Gemüth

[138] Gemüth, im Gegensatz des Vorstellungs- u. Erkenntnißvermögens, das Princip des Gefühls u. des Willens. In dem G. gehen alle einzelne Gefühle u. Neigungen wie in einem Brennpunkte zusammen. Es empfängt die Vorstellungen als Anregungen, u. in ihm wird das Vorgestellte Gegenstand des Begehrens od. Verabscheuens; daher in dem G. der sittliche Werth des Menschen wurzelt. Ein heftiges Begehren od. Verabscheuen heißt eine Gemüthsbewegung; diese werden, wenn sie alle anderen Gefühle überwältigen, zu Leidenschaften u. Affecten (s.b.). Leidet das G. durch geistigen Druck, so entstehen Gemüthsstörungen u. Gemüthskrankheiten, die an sich schon Geisteskrankheiten sind, aber erst bei nicht weichenden Einwirkungen in diese im eigentlichen Sinn übergehen. Ist dagegen die Seele in einem Zustande, wo sinnliche Anregungen kein Übergewicht über Vernunft u. Willen üben, so ist dies Gemüthsruhe. Endlich ist Gemüthswelt der Inbegriff dessen, was das G. in eine eigenthümliche Stimmung versetzt, Gefühle, Leidenschaften etc.
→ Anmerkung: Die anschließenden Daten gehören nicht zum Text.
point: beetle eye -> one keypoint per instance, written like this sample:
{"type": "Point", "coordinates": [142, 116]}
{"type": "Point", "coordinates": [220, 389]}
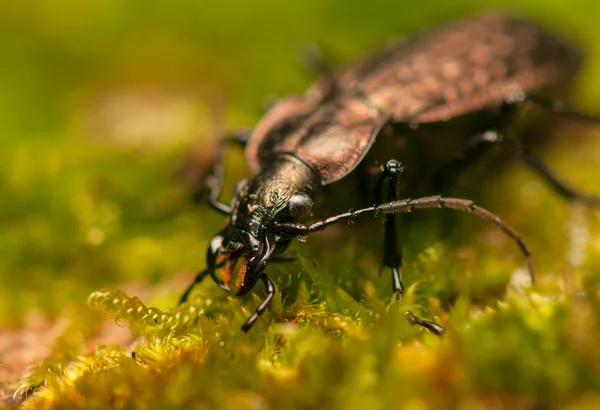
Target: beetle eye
{"type": "Point", "coordinates": [300, 204]}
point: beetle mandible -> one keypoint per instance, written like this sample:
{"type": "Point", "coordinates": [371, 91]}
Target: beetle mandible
{"type": "Point", "coordinates": [493, 63]}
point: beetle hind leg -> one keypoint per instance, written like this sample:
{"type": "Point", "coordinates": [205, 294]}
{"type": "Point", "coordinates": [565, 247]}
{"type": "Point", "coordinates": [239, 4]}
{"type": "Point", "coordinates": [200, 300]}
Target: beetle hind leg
{"type": "Point", "coordinates": [392, 253]}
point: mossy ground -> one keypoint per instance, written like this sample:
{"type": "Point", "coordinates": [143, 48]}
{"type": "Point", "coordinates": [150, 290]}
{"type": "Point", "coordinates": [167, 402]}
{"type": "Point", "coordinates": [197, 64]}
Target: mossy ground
{"type": "Point", "coordinates": [102, 104]}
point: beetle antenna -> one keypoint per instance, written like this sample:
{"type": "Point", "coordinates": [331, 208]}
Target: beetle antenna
{"type": "Point", "coordinates": [408, 205]}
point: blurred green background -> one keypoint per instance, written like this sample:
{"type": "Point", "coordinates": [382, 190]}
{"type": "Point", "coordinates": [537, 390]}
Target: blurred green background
{"type": "Point", "coordinates": [106, 110]}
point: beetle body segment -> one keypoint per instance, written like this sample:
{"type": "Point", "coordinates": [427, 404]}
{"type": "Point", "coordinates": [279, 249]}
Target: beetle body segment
{"type": "Point", "coordinates": [468, 68]}
{"type": "Point", "coordinates": [463, 67]}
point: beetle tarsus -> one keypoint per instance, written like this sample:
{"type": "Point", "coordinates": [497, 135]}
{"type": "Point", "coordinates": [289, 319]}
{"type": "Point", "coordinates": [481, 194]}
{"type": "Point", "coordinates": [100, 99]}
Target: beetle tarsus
{"type": "Point", "coordinates": [392, 253]}
{"type": "Point", "coordinates": [270, 288]}
{"type": "Point", "coordinates": [432, 327]}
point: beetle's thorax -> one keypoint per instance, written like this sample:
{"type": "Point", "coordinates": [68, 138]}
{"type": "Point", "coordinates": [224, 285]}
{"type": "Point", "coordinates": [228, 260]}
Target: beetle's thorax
{"type": "Point", "coordinates": [262, 199]}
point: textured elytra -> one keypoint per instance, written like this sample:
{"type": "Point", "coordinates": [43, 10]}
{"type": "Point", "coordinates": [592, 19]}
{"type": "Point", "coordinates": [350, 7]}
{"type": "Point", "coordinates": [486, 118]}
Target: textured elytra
{"type": "Point", "coordinates": [460, 68]}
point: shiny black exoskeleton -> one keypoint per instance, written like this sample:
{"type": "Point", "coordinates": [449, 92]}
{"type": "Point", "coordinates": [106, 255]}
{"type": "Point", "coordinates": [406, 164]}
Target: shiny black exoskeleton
{"type": "Point", "coordinates": [491, 63]}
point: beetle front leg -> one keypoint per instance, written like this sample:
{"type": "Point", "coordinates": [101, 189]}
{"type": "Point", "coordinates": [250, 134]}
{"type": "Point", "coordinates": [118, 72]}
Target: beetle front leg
{"type": "Point", "coordinates": [270, 288]}
{"type": "Point", "coordinates": [392, 253]}
{"type": "Point", "coordinates": [215, 180]}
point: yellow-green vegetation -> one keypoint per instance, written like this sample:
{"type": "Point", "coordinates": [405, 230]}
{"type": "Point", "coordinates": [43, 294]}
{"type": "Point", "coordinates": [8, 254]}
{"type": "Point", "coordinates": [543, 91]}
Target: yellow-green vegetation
{"type": "Point", "coordinates": [107, 110]}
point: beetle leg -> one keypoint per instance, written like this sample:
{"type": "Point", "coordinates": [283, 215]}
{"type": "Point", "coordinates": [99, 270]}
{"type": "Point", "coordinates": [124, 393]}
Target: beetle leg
{"type": "Point", "coordinates": [432, 327]}
{"type": "Point", "coordinates": [392, 253]}
{"type": "Point", "coordinates": [537, 165]}
{"type": "Point", "coordinates": [270, 288]}
{"type": "Point", "coordinates": [473, 151]}
{"type": "Point", "coordinates": [215, 181]}
{"type": "Point", "coordinates": [199, 278]}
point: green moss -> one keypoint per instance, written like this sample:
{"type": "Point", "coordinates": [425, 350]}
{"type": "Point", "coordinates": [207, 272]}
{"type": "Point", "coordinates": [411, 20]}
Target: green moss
{"type": "Point", "coordinates": [91, 199]}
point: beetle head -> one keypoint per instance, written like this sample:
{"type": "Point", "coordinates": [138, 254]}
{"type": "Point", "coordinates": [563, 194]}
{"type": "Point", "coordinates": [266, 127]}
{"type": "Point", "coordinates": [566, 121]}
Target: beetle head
{"type": "Point", "coordinates": [232, 245]}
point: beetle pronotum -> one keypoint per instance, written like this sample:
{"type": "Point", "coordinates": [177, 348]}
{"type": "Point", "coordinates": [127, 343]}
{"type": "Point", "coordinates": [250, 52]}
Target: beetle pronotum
{"type": "Point", "coordinates": [491, 63]}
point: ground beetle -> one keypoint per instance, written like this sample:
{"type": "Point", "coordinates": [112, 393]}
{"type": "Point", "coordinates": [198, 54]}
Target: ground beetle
{"type": "Point", "coordinates": [493, 63]}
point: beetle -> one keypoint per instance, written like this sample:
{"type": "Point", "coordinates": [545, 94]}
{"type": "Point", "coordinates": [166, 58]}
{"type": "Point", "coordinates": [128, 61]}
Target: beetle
{"type": "Point", "coordinates": [492, 64]}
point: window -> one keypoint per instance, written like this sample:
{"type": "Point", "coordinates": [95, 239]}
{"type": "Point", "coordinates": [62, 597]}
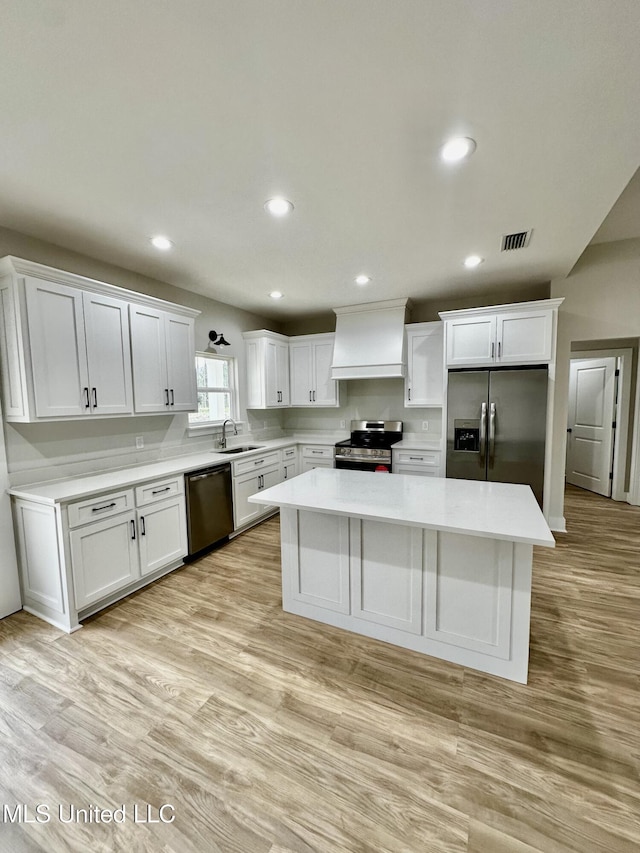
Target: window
{"type": "Point", "coordinates": [215, 379]}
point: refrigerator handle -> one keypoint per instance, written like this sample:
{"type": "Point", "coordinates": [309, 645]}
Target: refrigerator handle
{"type": "Point", "coordinates": [483, 432]}
{"type": "Point", "coordinates": [492, 432]}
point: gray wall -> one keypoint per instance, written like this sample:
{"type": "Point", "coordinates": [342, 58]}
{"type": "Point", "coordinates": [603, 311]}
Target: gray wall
{"type": "Point", "coordinates": [602, 303]}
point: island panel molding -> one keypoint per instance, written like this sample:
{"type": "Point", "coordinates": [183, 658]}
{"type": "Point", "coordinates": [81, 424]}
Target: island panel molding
{"type": "Point", "coordinates": [421, 575]}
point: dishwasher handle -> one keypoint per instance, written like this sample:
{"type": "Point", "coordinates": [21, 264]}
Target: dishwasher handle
{"type": "Point", "coordinates": [213, 473]}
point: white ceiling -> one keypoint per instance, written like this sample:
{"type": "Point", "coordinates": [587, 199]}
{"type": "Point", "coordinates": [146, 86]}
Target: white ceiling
{"type": "Point", "coordinates": [121, 120]}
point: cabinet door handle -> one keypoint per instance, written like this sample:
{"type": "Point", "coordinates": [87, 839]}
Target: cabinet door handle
{"type": "Point", "coordinates": [102, 508]}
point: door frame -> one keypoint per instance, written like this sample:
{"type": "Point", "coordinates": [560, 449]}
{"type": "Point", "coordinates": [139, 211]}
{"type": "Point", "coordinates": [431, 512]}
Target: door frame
{"type": "Point", "coordinates": [622, 409]}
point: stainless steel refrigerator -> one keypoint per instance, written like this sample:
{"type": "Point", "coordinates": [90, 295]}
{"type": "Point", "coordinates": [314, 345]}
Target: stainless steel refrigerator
{"type": "Point", "coordinates": [496, 425]}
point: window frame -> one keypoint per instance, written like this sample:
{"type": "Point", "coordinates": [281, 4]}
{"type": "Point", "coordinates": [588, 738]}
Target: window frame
{"type": "Point", "coordinates": [211, 425]}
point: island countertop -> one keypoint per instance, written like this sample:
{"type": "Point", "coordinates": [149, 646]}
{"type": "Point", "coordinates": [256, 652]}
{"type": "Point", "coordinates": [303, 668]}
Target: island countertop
{"type": "Point", "coordinates": [493, 510]}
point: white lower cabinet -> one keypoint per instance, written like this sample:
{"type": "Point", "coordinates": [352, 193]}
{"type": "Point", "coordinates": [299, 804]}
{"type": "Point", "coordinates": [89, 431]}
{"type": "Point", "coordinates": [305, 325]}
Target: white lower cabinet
{"type": "Point", "coordinates": [255, 473]}
{"type": "Point", "coordinates": [289, 460]}
{"type": "Point", "coordinates": [246, 485]}
{"type": "Point", "coordinates": [104, 557]}
{"type": "Point", "coordinates": [162, 534]}
{"type": "Point", "coordinates": [78, 557]}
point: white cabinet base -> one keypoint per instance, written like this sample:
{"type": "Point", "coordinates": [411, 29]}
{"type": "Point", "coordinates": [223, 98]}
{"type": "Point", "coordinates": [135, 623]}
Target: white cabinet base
{"type": "Point", "coordinates": [464, 599]}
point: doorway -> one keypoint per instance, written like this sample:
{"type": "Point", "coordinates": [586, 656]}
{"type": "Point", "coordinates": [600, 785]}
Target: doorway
{"type": "Point", "coordinates": [598, 421]}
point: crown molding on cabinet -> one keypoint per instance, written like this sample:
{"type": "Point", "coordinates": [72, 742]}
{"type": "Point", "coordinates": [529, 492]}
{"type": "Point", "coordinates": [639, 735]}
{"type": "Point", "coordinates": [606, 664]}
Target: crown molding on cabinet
{"type": "Point", "coordinates": [12, 265]}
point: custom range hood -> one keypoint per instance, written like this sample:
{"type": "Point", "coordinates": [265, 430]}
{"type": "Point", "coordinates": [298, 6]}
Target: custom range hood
{"type": "Point", "coordinates": [369, 342]}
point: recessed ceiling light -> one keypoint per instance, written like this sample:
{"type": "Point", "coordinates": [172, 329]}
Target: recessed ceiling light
{"type": "Point", "coordinates": [161, 242]}
{"type": "Point", "coordinates": [457, 149]}
{"type": "Point", "coordinates": [278, 206]}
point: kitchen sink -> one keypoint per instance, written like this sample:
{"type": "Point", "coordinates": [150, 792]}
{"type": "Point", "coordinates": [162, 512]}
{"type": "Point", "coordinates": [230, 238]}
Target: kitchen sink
{"type": "Point", "coordinates": [241, 449]}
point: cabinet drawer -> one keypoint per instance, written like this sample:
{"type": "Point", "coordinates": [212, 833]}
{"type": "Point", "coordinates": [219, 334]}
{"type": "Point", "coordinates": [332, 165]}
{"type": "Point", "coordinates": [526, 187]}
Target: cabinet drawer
{"type": "Point", "coordinates": [416, 469]}
{"type": "Point", "coordinates": [159, 490]}
{"type": "Point", "coordinates": [256, 463]}
{"type": "Point", "coordinates": [318, 451]}
{"type": "Point", "coordinates": [100, 507]}
{"type": "Point", "coordinates": [422, 458]}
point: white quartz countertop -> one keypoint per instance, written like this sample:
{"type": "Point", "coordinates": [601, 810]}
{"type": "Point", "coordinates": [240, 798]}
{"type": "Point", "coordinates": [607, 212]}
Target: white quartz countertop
{"type": "Point", "coordinates": [60, 491]}
{"type": "Point", "coordinates": [492, 510]}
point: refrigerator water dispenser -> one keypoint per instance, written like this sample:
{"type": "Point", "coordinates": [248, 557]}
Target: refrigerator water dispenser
{"type": "Point", "coordinates": [466, 435]}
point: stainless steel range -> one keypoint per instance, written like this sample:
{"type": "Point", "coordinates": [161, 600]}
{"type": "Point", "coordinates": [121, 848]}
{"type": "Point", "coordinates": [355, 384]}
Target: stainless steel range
{"type": "Point", "coordinates": [369, 447]}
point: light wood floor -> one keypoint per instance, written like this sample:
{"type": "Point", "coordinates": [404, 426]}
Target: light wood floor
{"type": "Point", "coordinates": [272, 734]}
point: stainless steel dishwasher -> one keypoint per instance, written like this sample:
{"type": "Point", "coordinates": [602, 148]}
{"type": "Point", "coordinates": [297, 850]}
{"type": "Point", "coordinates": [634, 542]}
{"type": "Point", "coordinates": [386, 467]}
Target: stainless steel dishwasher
{"type": "Point", "coordinates": [209, 506]}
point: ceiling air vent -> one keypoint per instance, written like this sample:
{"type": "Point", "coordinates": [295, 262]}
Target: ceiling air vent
{"type": "Point", "coordinates": [518, 240]}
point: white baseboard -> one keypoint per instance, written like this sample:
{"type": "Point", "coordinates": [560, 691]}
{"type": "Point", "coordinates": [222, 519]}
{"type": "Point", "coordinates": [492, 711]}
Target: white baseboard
{"type": "Point", "coordinates": [558, 524]}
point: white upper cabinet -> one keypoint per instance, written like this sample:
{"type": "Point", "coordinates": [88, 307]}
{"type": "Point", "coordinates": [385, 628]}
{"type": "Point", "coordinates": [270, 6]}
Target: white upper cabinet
{"type": "Point", "coordinates": [310, 358]}
{"type": "Point", "coordinates": [163, 351]}
{"type": "Point", "coordinates": [423, 384]}
{"type": "Point", "coordinates": [58, 349]}
{"type": "Point", "coordinates": [521, 333]}
{"type": "Point", "coordinates": [65, 347]}
{"type": "Point", "coordinates": [79, 351]}
{"type": "Point", "coordinates": [267, 369]}
{"type": "Point", "coordinates": [106, 322]}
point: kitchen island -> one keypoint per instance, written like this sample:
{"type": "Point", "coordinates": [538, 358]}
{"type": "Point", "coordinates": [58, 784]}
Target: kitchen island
{"type": "Point", "coordinates": [439, 566]}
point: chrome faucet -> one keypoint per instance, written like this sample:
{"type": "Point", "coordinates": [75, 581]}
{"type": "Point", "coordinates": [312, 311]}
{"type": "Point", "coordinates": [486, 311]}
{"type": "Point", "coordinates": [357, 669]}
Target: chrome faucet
{"type": "Point", "coordinates": [223, 440]}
Die Gemüthsart des Menschen ist die Beschaffenheit seines Willens- u. Gefühlsvermögens in gegenseitiger Durchdringung u. wird bestimmt durch die Vollkommenheiten (Gemüthstugenden) seines G-s, als Güte, Reinheit, Offenheit, Größe, Stärke, Tiefe, Reichthum, Festigkeit, Sanftheit, Empfänglichkeit, Lebhaftigkeit, Selbständigkeit u.a.; u. durch seine Mängel (Gemüthsfehler), als Bosheit, Unreinheit, Verschlossenheit, Enge, Leerheit, Armuth, Schwäche, Flachheit, Wankelmuth, Rauheit, Reizlosigkeit, Trägheit, Unselbständigkeit. Die verschiedenen Zustände desselben, nach Gegensätzen, werden als Gemüthsstimmungen bezeichnet; dergleichen sind: Ruhe u. Unruhe, Stille u. Bewegung, Gleichmuth u. Störung, Heiterkeit u. Trübheit, Zufriedenheit u. Unzufriedenheit Was das G. anspricht u. von demselben mit Wohlbehagen wahrgenommen wird, heißt gemüthlich; u. gemüthlich ist ein Mensch, welcher G. hat. Der Gemüthliche wird zum Gemüthvollen, wenn er sein G. bethätigt u. bes. wenn er ein tiefes, kräftiges G. hat; wogegen gemüthreich sich mehr in dem Umfang u. der Mannigfaltigkeit der Gemüthsthätigkeit zeigt. Wer wenig G. hat, heißt gemütharm, wer gar keins hat, gemüthlos. Daher heißen Gemüthskrankheiten solche Geisteskrankheiten (s.d.), in denen besonders die Affecten in einem leidenden u. der Herrschaft der Vernunft durchaus entzogenen Zustand sind.

Quelle:
Pierer's Universal-Lexikon, Band 7. Altenburg 1859, S. 138.